Scout APM incident

Ingestion Issue

Major Resolved View vendor source →

Scout APM experienced a major incident on May 31, 2020 affecting Application Monitoring, lasting 1h 58m. The incident has been resolved; the full update timeline is below.

Started
May 31, 2020, 03:46 PM UTC
Resolved
May 31, 2020, 05:44 PM UTC
Duration
1h 58m
Detected by Pingoru
May 31, 2020, 03:46 PM UTC

Affected components

Application Monitoring

Update timeline

  1. investigating May 31, 2020, 03:46 PM UTC

    We are investigating an issue in ingestion of agent data.

  2. monitoring May 31, 2020, 04:22 PM UTC

    We have restarted several of our Kafka servers in ingestion, and ingestion appears to be recovering. Data should begin appearing on your dashboard again.

  3. resolved May 31, 2020, 05:44 PM UTC

    Ingestion for all customers has been operating normally since 10:20AM MT. Some customers will have some or no data from 8:50AM to 10:20AM MT. We will follow up with more information about the cause of the outage.

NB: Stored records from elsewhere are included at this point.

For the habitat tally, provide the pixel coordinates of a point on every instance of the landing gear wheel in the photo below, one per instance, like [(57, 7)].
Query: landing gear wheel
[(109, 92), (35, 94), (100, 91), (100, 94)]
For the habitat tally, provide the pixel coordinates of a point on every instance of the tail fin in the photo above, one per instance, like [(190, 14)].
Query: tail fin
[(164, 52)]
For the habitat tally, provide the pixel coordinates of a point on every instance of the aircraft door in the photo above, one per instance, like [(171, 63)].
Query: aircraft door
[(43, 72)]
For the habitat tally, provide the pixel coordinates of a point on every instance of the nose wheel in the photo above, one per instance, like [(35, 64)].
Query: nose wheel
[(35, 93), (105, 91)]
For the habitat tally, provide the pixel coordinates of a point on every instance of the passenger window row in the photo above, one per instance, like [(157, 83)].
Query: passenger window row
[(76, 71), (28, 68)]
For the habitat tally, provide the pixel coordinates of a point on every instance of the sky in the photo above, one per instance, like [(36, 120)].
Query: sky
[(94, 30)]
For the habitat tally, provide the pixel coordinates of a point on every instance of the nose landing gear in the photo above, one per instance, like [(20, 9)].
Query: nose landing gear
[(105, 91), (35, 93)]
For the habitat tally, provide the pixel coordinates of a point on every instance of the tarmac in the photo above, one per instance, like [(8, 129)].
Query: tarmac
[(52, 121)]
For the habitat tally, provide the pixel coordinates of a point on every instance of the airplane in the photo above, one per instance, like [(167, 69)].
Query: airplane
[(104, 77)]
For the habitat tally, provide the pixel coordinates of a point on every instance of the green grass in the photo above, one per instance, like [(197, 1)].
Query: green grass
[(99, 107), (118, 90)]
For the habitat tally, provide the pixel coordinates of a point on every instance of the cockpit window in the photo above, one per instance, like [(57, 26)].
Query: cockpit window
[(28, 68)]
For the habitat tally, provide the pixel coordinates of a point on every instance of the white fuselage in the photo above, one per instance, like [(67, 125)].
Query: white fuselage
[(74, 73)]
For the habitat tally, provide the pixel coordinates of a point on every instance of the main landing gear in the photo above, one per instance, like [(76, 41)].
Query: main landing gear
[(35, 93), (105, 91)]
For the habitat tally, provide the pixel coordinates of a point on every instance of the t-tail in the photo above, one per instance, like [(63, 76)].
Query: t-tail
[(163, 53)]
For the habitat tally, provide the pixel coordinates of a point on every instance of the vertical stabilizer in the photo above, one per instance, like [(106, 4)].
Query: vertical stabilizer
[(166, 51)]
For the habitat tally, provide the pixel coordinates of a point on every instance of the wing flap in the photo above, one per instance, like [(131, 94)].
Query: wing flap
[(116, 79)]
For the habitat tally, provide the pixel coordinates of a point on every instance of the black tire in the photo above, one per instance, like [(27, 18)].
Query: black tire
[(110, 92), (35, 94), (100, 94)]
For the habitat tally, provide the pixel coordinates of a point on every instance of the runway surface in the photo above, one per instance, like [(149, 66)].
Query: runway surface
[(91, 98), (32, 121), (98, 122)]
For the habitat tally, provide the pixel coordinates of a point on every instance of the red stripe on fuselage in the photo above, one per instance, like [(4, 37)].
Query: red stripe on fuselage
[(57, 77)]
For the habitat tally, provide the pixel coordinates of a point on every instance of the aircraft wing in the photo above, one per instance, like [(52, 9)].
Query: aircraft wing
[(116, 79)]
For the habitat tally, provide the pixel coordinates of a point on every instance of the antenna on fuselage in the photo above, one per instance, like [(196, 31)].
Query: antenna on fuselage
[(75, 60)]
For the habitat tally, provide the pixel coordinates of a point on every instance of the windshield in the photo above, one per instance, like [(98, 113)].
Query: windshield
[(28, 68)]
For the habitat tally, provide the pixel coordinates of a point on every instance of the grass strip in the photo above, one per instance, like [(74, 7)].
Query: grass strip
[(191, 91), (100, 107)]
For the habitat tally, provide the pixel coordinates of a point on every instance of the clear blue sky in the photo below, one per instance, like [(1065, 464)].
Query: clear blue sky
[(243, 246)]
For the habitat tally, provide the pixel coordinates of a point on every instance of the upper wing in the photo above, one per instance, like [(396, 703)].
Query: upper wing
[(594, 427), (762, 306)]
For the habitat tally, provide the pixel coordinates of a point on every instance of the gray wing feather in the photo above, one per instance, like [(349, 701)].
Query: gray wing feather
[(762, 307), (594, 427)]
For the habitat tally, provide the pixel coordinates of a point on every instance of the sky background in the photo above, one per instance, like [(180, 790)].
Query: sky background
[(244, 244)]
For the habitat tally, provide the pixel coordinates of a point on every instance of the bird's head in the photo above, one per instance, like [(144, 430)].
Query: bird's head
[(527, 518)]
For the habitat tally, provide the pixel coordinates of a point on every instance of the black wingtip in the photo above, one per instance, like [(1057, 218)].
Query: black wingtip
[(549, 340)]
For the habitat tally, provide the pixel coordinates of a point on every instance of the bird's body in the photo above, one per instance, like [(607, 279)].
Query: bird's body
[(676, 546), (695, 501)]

  4. postmortem Jun 01, 2020, 09:40 PM UTC

    On 2020/05/31 we experienced a short network outage that prevented our zookeeper and kafka nodes from reaching each other. When connectivity was restored, there was a problem with stale zookeeper data which prevented the kafka brokers from initiating a proper leader election for topic partitions. This also prevented kafka producers from being able to produce to a majority of partitions. A manual leader election was attempted, but failed to correct the issue. We began a rolling restart of our entire kafka cluster, which ultimately resolved the issue. Later versions of Kafka have better handling around this particular failure, and we anticipate moving to a recent version to prevent entering this failure mode again.